C'est la deuxième année d'affilée que les Alouettes désignent Brodeur-Jourdain pour être finaliste. Le vétéran centre est leur troisième porte-couleurs à mériter cet honneur, après Shea Emry (2013) et Jeff Perrett (2015).

Brodeur-Jourdain «redonne au suivant» depuis longtemps. Il se rappelle que ses parents l'ont toujours encouragé à s'impliquer au sein de la communauté. Mais c'est une rencontre faite au secondaire qui a été l'élément déclencheur chez lui.

«Nous avions reçu la visite d'un humoriste alors pas très connu, qui portait des boucles d'oreilles, qui avait encore un petit peu de cheveux et qui portait des pantalons de cuir: Martin Matte!, sa rappelle-t-il en riant. Il nous avait dit à quel point c'était important de se donner une chance et de foncer pour réaliser ses passions, mais en même temps de se prévoir un plan B. Le message m'avait frappé.»

Une fois son plan A confirmé, Brodeur-Jourdain n'a pas hésité.

«À partir du moment où je suis devenu joueur professionnel, je me suis impliqué. J'ai embarqué dans le programme «Ensemble à l'école', avec lequel j'ai pu visiter des écoles et rencontrer des jeunes, donner des conférences pas seulement sur mon cheminement professionnel, mais sur des leçons de vie que j'ai reçues. Je me dis toujours que si le message parvient à une personne et que dans 20 ans, elle se retrouve à peu près dans ma situation, alors c'est ça le privilège.

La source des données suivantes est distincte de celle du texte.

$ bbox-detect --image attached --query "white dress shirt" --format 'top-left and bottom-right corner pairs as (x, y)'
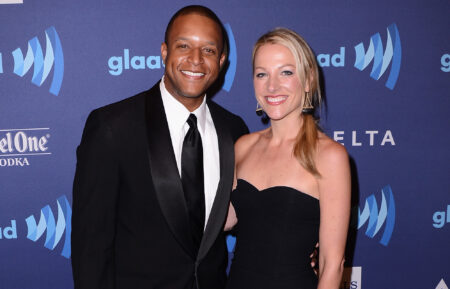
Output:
(159, 77), (220, 227)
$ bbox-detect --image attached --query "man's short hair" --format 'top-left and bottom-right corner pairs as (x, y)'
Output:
(164, 5), (228, 57)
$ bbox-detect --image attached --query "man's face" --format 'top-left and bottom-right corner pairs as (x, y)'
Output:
(161, 14), (225, 109)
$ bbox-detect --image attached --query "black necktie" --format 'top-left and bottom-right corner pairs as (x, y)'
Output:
(181, 113), (205, 250)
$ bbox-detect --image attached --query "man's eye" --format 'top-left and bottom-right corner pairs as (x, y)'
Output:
(203, 48), (216, 54)
(255, 72), (266, 78)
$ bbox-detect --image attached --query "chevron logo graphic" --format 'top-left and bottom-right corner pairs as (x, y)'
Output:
(25, 196), (72, 259)
(354, 23), (402, 90)
(10, 26), (64, 95)
(222, 23), (237, 92)
(352, 185), (395, 246)
(436, 279), (448, 289)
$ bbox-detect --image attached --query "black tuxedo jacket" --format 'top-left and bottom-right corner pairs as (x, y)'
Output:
(72, 83), (248, 289)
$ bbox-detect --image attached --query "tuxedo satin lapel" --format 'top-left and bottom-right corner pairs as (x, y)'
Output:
(146, 83), (196, 259)
(197, 101), (234, 260)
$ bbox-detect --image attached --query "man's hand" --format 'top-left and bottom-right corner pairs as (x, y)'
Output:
(309, 242), (319, 275)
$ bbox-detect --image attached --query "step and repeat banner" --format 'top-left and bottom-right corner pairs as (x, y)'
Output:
(0, 0), (450, 289)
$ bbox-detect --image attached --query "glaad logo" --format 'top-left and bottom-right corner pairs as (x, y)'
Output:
(442, 53), (450, 72)
(5, 26), (64, 95)
(0, 128), (52, 167)
(433, 205), (450, 229)
(25, 196), (72, 258)
(317, 23), (402, 90)
(436, 279), (448, 289)
(0, 220), (17, 240)
(352, 185), (395, 246)
(107, 23), (237, 92)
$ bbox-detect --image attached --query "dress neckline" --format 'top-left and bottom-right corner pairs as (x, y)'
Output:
(237, 179), (319, 202)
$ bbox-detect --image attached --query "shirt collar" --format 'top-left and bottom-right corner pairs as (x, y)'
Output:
(159, 76), (207, 135)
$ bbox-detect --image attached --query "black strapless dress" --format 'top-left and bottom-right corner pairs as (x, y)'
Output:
(226, 179), (320, 289)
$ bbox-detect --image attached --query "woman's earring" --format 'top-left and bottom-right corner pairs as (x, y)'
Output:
(302, 92), (314, 114)
(256, 102), (263, 116)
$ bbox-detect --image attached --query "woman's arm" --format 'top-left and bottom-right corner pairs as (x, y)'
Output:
(317, 142), (351, 289)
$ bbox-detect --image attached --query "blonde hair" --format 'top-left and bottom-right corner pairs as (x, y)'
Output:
(252, 28), (322, 177)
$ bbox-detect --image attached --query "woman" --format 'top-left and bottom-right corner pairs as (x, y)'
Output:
(226, 28), (350, 289)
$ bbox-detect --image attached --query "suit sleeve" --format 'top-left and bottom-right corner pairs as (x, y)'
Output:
(71, 111), (119, 289)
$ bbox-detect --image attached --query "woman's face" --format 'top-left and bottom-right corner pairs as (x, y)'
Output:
(253, 44), (304, 120)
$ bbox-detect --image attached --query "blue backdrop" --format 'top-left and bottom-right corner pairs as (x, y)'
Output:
(0, 0), (450, 289)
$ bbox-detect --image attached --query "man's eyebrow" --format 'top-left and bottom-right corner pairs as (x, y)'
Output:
(174, 36), (217, 46)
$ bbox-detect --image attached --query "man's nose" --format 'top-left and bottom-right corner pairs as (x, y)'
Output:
(188, 48), (203, 65)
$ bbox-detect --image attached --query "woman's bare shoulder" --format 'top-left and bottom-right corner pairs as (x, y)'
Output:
(234, 129), (267, 160)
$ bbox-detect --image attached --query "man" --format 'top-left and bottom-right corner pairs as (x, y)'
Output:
(72, 6), (248, 289)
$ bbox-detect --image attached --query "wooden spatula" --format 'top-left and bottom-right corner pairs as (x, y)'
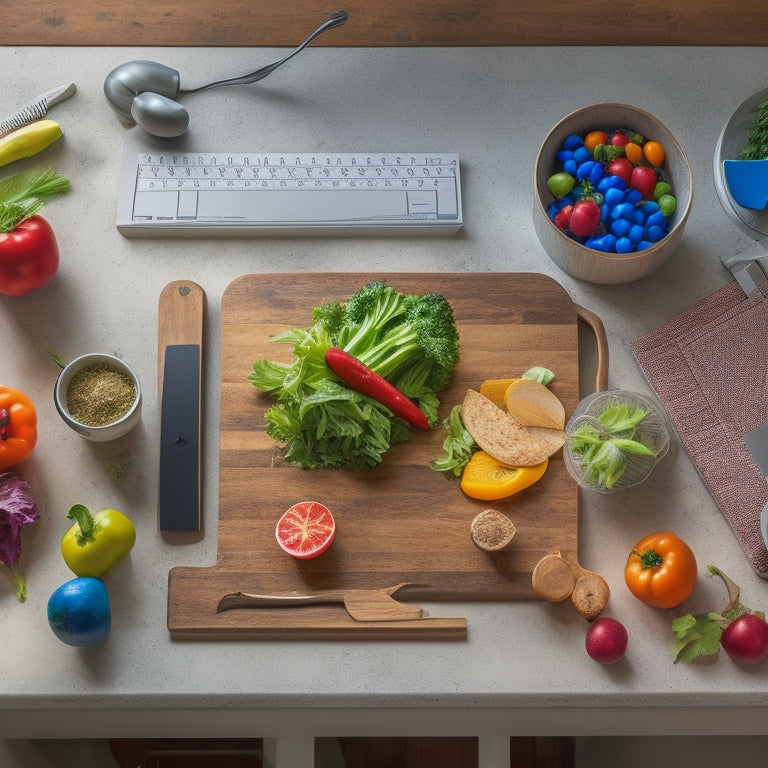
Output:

«C'est un privilège que nous avons d'être invités à visiter des institutions scolaires ou des hôpitaux. Quand tu visites un hôpital et que tu vois des jeunes qui ont tellement de courage en eux, tellement d'expérience de vie en si peu de temps, c'est marquant. (...) Ce n'est pas une obligation, mais pour moi, c'est un honneur, un privilège et une responsabilité sociale. En tant qu'individu, dans la société, on a deux choix à faire: soit on donne de notre temps, soit on donne de l'argent. J'essaie de faire les deux!»

Les honneurs comme le trophée Jake-Gaudaur sont la plupart du temps attribués à des joueurs plus près de la fin de leur carrière. Après 10 saisons dans la LCF, Brodeur-Jourdain sait très bien que c'est son cas.

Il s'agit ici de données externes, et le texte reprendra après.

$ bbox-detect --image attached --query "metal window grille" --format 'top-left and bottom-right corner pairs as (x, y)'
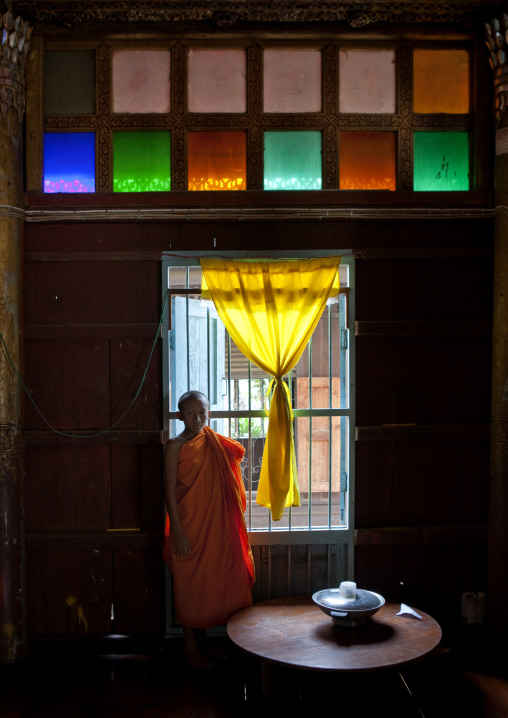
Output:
(164, 260), (354, 544)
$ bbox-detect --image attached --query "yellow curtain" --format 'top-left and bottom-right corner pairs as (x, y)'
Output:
(201, 257), (340, 521)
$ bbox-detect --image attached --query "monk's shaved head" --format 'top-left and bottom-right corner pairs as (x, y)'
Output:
(178, 391), (210, 412)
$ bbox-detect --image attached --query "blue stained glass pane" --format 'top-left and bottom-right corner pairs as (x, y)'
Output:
(264, 131), (322, 190)
(44, 132), (95, 193)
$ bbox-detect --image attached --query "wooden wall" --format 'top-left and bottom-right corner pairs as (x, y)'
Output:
(24, 210), (493, 637)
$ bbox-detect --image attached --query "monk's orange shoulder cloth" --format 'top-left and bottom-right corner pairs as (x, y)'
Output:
(163, 426), (254, 628)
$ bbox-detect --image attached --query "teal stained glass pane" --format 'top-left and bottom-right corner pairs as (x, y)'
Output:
(113, 132), (171, 192)
(414, 132), (469, 192)
(264, 131), (322, 190)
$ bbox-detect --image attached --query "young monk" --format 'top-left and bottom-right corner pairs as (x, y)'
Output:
(164, 391), (254, 668)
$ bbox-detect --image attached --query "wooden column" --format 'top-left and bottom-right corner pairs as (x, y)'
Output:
(0, 11), (30, 663)
(487, 20), (508, 640)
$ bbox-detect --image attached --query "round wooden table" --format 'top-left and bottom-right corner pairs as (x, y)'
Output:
(227, 596), (441, 671)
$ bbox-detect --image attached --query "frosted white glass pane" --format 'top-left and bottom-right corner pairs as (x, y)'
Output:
(113, 50), (170, 114)
(339, 50), (396, 114)
(188, 50), (247, 112)
(263, 50), (322, 112)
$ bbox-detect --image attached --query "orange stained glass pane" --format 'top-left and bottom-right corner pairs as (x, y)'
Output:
(339, 132), (396, 191)
(413, 50), (469, 114)
(187, 132), (247, 190)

«Ça m'a traversé l'esprit, a-t-il admis. Mais je suis bien à l'aise avec ça. Je suis loin de m'enfoncer la tête dans le sable: je sais très bien où j'en suis. J'ai 35 ans, si je dispute la saison 2018, ce sera probablement ma dernière. J'ai connu des joueurs qui ont joué jusqu'à 40 ans, mais c'était exceptionnel. Il ne me reste qu'une très petite fenêtre.»

Cet honneur fait en sorte que Brodeur-Jourdain se retrouve impliqué dans les festivités entourant la tenue du match de la Coupe Grey. Malgré toute la fierté ressentie, il aurait préféré s'y trouver en tant que joueur de l'un des deux clubs devant s'affronter.

C'est le cas de plusieurs de ses anciens coéquipiers, et même de son ex-entraîneur Marc Trestman et de son ex-D.G., Jim Popp. Ça ne le dérange pas trop, mais... «C'est simple: je souhaite le meilleur à mes anciens coéquipiers, entraîneurs et directeur général. Mais à mes yeux, ce sont tous des gens qui ne portent pas les bonnes couleurs!»